The first time I smoked marijuana I was 13 years old; prohibition doesn't work, and while MJ has its burdens, prohibition has far more. We should focus on treating the addicted as human beings needing help rather than criminals to be thrown into prison.
That's oversimplifying; couldn't we drastically reduce the number of automotive deaths by outlawing driving?
Marijuana isn't an absolute evil with no redeeming qualities, and prohibition brings along a bevy of its own problems. So then we're really talking about which method, legalization or prohibition, is better in the aggregate.
When I say that prohibition doesn't work, I'm talking literally; something like a third of people in the US have smoked marijuana, and a sizable percentage (including me, a productive salaried software developer) smoke regularly despite the potential legal ramifications.
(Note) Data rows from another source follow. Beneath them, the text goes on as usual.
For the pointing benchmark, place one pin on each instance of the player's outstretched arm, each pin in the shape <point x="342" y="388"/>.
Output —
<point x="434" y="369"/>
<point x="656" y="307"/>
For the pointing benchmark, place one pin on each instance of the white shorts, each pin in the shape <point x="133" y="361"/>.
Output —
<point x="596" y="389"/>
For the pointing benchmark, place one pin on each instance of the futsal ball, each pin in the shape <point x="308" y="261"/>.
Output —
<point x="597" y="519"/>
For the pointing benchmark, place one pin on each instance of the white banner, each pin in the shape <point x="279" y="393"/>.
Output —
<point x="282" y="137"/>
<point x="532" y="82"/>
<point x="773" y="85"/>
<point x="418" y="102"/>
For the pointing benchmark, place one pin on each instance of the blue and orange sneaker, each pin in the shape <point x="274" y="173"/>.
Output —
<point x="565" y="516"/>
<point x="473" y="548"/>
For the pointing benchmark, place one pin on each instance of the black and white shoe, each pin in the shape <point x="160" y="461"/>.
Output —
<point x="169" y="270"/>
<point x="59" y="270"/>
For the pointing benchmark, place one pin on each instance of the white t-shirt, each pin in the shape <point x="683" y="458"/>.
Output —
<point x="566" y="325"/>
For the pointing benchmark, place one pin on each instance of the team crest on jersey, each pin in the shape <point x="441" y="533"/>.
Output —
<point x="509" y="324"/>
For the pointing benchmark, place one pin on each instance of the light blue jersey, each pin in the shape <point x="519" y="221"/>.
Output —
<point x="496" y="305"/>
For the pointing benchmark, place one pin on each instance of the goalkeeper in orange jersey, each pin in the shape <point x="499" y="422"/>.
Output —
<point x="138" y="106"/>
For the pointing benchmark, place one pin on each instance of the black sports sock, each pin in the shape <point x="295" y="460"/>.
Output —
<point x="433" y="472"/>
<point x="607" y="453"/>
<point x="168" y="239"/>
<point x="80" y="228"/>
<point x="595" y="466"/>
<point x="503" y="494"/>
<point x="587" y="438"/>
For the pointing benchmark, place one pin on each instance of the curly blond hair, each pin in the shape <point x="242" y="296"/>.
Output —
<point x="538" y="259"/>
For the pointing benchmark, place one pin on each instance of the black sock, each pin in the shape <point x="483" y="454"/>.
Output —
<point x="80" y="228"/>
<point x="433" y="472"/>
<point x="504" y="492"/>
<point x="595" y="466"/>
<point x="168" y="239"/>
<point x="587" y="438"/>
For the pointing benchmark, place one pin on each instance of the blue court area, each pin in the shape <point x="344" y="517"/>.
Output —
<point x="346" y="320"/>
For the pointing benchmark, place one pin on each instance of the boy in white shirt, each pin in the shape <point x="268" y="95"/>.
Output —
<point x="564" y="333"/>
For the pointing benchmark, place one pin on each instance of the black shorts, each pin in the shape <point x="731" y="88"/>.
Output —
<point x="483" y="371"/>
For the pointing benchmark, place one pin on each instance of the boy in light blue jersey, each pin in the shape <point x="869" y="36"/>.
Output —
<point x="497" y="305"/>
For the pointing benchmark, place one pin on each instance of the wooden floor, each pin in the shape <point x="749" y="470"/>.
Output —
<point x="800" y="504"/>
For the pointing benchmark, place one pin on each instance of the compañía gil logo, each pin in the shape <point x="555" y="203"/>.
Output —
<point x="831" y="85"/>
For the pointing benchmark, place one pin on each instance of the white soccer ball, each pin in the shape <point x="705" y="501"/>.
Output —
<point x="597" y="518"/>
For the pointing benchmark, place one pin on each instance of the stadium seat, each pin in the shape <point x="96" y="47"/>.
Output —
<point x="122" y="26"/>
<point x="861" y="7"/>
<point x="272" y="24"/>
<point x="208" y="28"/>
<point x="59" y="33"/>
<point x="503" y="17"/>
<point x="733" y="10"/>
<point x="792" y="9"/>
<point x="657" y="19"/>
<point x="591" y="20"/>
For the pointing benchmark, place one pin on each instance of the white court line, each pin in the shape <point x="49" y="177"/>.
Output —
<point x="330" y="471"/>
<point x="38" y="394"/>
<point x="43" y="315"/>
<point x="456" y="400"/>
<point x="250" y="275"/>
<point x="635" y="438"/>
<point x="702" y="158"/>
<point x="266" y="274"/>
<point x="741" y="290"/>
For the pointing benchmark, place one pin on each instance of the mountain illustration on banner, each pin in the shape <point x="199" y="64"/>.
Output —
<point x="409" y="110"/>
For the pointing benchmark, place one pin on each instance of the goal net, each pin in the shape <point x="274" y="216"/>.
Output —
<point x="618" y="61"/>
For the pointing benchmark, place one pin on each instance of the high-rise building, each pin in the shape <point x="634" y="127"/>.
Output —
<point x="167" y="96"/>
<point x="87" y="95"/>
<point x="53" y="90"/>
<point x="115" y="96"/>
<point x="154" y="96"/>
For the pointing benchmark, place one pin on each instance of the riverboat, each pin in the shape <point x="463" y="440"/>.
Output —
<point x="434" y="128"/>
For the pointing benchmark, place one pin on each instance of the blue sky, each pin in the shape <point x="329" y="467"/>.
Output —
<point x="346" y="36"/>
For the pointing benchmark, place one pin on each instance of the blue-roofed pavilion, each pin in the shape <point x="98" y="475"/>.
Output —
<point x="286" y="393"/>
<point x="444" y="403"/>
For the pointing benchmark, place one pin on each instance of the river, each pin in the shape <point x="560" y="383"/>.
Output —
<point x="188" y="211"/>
I've gone on vacation with no connects and found a dealer inside of a day, which is to say that no one who wants to smoke is being stopped by prohibition.
When you take that with all of the bad things that prohibition causes, I don't know how you can rationalize its continuation.
> People keep saying "prohibition didn't work" but I'm hard pressed to find a conclusive paper on the subject.
Assuming, arguendo, your suggestion that there is no conclusive evidence on the effectiveness of prohibition, then, given the money, lives, etc. that have been expended on prohibition, the absence of conclusive evidence of its effectiveness is, itself, a pretty strong reason not to keep tossing lives and treasure into that pit.
Actually, the cost of addiction recovery for all drugs other than alcohol is small, literally to the point of insignificance in most cases, compared to the cost of alcohol abuse and addiction, and ridiculously small compared to the cost of the Drug War.
in other words, by any rational measure, it's a risk worth taking.
Well, today we already have those costs, plus the even larger costs of law enforcement. The choice is not between "pot is illegal and nobody uses it" and "pot is legal and it causes social problems".
The physical and mental health problems and associated healthcare burden.
This is not insignificant and totally shrugged off by the "pro-legalisation" side of things.